I've had that thought myself.

Jesus, Jesus, Jesus. Give it a rest! Let me just enjoy the harmonies, the energy, the passion. But it turns out the two are inseparable. I just went one Sunday too often. I looked down and my feet were making that walk to the altar, and I thought, "Might as well join them."

What do you mean by the "politics of preaching"?

That was the meditation around this project — a picker poet ponders the politics of preaching. This album was for all intents and purposes a bootleg. I had no intention of recording it. But I did have the intention to bring out this style of music, and find a way to address one of the great moral crises of our time. We had just launched an unprovoked attack on a sovereign nation in the Middle East and did it in the name of God and country. So the set list I chose was, on the one hand, those good-old-time-religion prophets, saying, "Hypocrite! Liars!", and on the other hand, I realized that this is an unhealthy mix, religion and politics, but something's got to give.

Have you encountered any backlash from your audience?

I've been losing them all along. What shocked me is how many I lost when I spoke out about the war in Iraq. I didn't expect that. I thought by now that I had weeded out the tourists. I've come to the conclusion that it's not that people don't want Michelle Shocked talking about religion or politics. They don't want me talking about anything. Things have become so polarized. The only thing I can compare it to is being married to an alcoholic. You can't even say, "Take out the trash" without implying resentment, bitterness, anger, hostility. It's impossible to have a dialogue at all.

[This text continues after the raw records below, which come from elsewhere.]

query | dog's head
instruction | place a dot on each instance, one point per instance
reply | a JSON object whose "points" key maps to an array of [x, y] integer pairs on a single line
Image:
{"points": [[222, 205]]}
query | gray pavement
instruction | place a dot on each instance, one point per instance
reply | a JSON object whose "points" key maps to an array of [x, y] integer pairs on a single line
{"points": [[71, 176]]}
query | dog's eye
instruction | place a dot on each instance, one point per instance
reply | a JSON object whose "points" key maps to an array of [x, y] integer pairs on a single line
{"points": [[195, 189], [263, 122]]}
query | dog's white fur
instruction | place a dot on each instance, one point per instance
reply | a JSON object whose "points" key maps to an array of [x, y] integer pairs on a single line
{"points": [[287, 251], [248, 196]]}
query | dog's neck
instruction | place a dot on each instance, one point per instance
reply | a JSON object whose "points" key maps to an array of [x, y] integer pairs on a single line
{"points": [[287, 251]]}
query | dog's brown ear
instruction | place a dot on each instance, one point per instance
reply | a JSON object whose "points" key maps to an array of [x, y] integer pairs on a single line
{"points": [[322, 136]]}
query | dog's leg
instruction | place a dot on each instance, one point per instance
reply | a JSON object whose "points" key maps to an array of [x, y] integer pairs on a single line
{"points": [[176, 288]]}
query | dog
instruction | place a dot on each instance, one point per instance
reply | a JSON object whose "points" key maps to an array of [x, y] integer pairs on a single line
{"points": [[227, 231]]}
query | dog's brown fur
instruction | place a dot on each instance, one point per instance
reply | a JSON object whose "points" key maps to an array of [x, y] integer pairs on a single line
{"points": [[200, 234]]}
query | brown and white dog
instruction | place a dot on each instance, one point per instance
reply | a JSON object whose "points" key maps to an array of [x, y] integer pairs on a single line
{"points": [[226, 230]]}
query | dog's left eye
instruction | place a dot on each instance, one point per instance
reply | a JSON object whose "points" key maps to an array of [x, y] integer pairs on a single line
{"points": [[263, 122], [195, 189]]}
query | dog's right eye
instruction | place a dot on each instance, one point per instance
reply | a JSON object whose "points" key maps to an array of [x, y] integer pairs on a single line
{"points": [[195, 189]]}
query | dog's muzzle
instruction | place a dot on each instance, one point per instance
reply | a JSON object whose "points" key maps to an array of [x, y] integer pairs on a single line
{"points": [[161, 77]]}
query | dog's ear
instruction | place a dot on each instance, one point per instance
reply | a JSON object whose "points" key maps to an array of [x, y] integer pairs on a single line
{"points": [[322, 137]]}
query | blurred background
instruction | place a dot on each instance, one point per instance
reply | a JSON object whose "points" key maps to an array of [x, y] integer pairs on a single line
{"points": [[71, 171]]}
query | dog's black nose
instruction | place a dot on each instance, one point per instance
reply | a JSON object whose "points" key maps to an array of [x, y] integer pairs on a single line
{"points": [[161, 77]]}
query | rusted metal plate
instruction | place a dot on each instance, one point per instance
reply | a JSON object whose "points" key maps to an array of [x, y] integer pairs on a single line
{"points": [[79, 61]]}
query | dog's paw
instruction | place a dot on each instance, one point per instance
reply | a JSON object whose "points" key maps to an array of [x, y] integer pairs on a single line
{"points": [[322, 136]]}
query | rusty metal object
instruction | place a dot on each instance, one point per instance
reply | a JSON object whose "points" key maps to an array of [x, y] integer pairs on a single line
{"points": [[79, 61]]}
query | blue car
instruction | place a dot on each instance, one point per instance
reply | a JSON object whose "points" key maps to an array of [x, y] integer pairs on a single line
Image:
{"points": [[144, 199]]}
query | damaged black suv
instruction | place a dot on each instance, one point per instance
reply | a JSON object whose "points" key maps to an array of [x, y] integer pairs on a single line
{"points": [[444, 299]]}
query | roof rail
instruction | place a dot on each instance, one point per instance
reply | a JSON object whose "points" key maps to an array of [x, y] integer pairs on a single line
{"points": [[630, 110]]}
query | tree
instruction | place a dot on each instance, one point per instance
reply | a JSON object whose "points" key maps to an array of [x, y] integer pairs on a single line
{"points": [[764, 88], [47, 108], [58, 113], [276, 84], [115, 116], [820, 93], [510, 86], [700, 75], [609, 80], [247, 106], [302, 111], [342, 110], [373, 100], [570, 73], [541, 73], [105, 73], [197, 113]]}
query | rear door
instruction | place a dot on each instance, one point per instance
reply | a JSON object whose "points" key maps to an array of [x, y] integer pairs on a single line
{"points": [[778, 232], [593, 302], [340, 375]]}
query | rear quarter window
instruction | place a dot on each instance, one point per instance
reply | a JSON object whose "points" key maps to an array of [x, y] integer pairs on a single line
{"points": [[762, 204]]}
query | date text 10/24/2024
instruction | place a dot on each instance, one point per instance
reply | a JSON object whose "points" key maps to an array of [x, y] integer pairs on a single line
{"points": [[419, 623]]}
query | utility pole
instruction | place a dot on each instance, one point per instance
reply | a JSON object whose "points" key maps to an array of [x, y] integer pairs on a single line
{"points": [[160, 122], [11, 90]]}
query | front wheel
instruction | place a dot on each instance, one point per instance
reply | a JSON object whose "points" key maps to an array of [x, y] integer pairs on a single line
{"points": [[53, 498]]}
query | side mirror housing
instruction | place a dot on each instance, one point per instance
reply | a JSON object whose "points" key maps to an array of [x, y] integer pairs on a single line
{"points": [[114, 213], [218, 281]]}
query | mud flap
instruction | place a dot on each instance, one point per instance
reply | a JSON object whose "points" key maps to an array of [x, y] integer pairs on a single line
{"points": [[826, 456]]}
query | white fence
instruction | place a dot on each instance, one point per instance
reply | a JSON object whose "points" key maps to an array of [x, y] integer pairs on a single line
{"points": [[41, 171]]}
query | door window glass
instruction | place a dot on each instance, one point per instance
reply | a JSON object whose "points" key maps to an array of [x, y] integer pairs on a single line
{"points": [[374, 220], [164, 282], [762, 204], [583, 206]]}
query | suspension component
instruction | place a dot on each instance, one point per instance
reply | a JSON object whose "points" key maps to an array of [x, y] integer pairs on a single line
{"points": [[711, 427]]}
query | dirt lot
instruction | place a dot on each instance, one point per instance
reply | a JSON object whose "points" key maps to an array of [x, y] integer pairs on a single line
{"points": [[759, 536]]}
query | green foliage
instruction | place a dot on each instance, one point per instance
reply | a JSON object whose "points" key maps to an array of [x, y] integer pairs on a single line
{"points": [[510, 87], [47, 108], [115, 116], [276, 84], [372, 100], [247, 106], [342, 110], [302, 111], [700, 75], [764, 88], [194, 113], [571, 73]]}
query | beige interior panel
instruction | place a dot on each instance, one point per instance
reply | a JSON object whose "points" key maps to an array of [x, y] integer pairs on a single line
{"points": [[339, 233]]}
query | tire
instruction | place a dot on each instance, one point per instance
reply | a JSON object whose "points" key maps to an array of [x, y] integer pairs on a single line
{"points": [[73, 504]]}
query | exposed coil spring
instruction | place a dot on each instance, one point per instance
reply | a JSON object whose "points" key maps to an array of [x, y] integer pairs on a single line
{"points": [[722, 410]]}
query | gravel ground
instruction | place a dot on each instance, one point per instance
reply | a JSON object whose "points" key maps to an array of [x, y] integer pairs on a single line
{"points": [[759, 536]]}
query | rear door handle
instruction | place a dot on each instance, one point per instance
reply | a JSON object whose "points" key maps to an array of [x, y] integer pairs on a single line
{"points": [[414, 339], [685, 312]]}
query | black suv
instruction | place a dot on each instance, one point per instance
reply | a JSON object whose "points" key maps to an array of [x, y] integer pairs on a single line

Had you wanted to do a full-on gospel record for a while?

No. I hadn't come to terms with the fact that I despised Christian music. And I am nothing like a gospel singer. God just took care of it for me. There was this ram in the bush, this gospel recording, that I just discovered.

If the recording had happened under more controlled circumstances, would you have done things differently?

No. Honestly, this is much better than what I could have worked out. I would have been more clichéd about it, hired the music director at my church, who has a cast of A-list musicians, and tried to work out some arrangements with choirs and whistles and bells, and it would have been a disaster.